Oleh: Imam Shamsi Ali*
"Maha Suci Allah yang telah memperjalankan hambaNya dari masjidil haram ke masjidil aqsa, yang sekitarnya telah Kami (Allah) berkahi, dan untuk Kami perlihatkan padanya sebagian dari tanda-tanda Kami. Sesungguhnya Dia Maha mendengar lagi Maha melihat” (Al-Isra: 1).
Salah satu tonggak sejarah dalam perjalanan juang Rasulullah SAW mengemban amanah Dakwah adalah peristiwa Isra’ dan Mi’raj. Isra’ berarti perjalan di malam hari.
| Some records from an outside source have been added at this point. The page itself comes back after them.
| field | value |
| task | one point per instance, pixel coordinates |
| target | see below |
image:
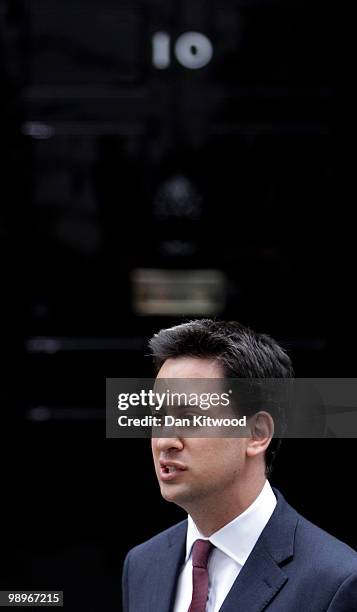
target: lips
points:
(171, 469)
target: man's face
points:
(194, 471)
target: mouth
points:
(171, 470)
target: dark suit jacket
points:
(294, 567)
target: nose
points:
(164, 445)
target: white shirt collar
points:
(237, 539)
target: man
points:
(242, 548)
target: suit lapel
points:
(261, 578)
(165, 570)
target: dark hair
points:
(242, 352)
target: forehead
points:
(191, 367)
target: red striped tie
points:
(200, 552)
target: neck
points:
(212, 514)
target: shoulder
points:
(319, 546)
(158, 543)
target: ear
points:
(261, 432)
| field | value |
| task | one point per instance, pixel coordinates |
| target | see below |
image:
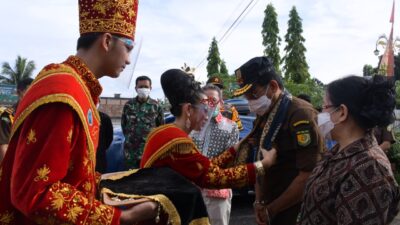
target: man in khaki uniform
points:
(286, 123)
Sedangkan Mi’raj berarti perjalanan ke atas (vertical journey).
Ada beberapa pendapat di kalangan para Ulama tentang kapan peristiwa tersebut terjadi. Ada yang menyebutkan tiga tahun sebelum hijrahnya beliau ke Madinah. Ada juga yang menyebutkan setahun sebelum Rasulullah diperintahkan untuk berhijrah ke kota Yatsrib (belakangan dirubah menjadi Madinatur Rasul).
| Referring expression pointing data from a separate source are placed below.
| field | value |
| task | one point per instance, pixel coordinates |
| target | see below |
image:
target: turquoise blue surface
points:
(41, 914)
Namun yang pasti peristiwa Isra’ Mi’raj ini terjadi ketika Rasulullah SAW sedang menghadapi situasi yang sangat berat. Baru saja boikot Bani Hasyim berakhir. Disusul kematian dua orang terdekatnya, Khadijah sang isteri tercinta dan Abu Thalib sang paman yang beliau juga cintai. Bahkan baru saja beliau kembali dari misi Dakwah ke Thaif yang ternyata berakhir dengan resistensi yang menyedihkan.
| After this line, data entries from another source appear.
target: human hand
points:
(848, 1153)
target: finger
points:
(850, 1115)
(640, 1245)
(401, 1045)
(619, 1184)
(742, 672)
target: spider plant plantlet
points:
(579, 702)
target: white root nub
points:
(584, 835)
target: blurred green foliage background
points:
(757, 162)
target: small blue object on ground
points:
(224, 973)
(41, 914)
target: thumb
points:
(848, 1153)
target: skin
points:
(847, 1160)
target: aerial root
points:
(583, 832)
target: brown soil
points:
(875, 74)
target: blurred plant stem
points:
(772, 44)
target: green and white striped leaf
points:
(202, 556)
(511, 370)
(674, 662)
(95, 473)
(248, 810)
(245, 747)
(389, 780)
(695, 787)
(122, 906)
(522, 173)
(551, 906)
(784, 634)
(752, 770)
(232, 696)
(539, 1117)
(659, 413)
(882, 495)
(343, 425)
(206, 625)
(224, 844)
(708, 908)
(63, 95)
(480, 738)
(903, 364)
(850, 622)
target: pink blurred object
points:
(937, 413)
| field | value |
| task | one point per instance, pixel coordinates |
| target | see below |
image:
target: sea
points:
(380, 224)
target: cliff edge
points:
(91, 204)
Semua itu menjadikan beliau menyebut masa-masa tersebut dengan sebutan “‘aamul huzni” atau tahun kesedihan. Bagaimana tidak, tidak saja bahwa Khadijah sebagai tulang punggung Dakwah meninggalkan beliau. Sementara Abu Thalib walaupun bukan Muslim tapi memposisikan diri sebagai benteng Rasulullah dari serangan musuh, khususnya dari kalangan keluarga.